Lise Getoor is a professor in the Computer Science Department at the University of California, Santa Cruz and director of the UCSC D3 Data Science Research Center. Her research areas include machine learning, data integration and reasoning under uncertainty. She has over 250 publications and extensive experience with machine learning and probabilistic modeling methods for graph and network data. She is a Fellow of the Association for Artificial Intelligence, and has served as an elected board member of the International Machine Learning Society, served on the board of the Computing Research Association (CRA), and was co-chair for ICML 2011. She is a recipient of an NSF Career Award and twelve best paper and best student paper awards. She received her PhD from Stanford University in 2001, her MS from UC Berkeley, and her BS from UC Santa Barbara, and was a professor in the Computer Science Department at the University of Maryland, College Park from 2001-2013.
Subjective databases: Enabling Search by Experience (Slides)
by Wang-Chiew Tan
Abstract: Today's online shopping systems enable consumers to sift through a vast amount of information by manipulating combinations of predefined filters. These filters, such as travel dates, price range, and location, are objective attributes that lead to an indisputable set of answers. However, we show that users' search criteria are often subjective and experientially expressed. Hence, to provide consumers with an enhanced search experience, online shopping systems should directly support both subjective and objective search. I will describe how this is done in an experiential search engine that we are currently developing at Megagon Labs; by harnessing information "outside the box", in the text of online reviews or social media, views, and interpreting subjective queries.

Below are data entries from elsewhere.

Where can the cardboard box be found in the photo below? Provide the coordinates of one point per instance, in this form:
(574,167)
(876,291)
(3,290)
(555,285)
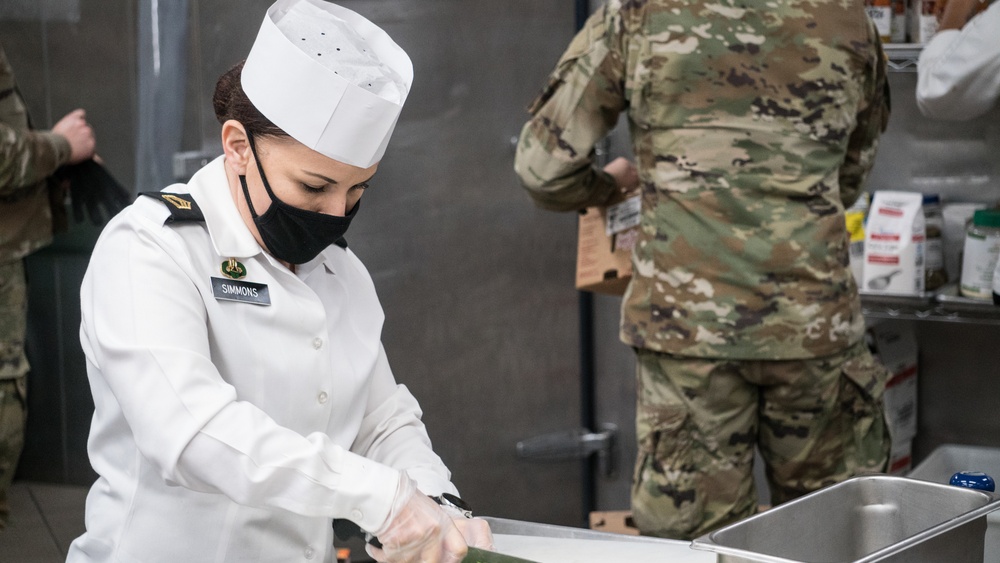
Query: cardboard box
(895,345)
(900,458)
(606,238)
(614,521)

Wang-Chiew Tan leads the research efforts at Megagon Labs. Prior to joining Megagon Labs, she was a professor of Computer Science at the University of California, Santa Cruz and she also spent two years at IBM Almaden Research Center. Her research interests include data provenance, data integration, and very recently, natural language processing. She is the recipient of an NSF CAREER award, a Google Faculty Award, and an IBM Faculty Award. She is a co-recipient of the 2014 ACM PODS Alberto O. Mendelzon Test-of-Time Award and a co-recipient of the 2018 ICDT Test-of-Time Award. She was the program committee chair of ICDT 2013 and PODS 2016. She is currently on the VLDB Board of Trustees and a Fellow of the ACM.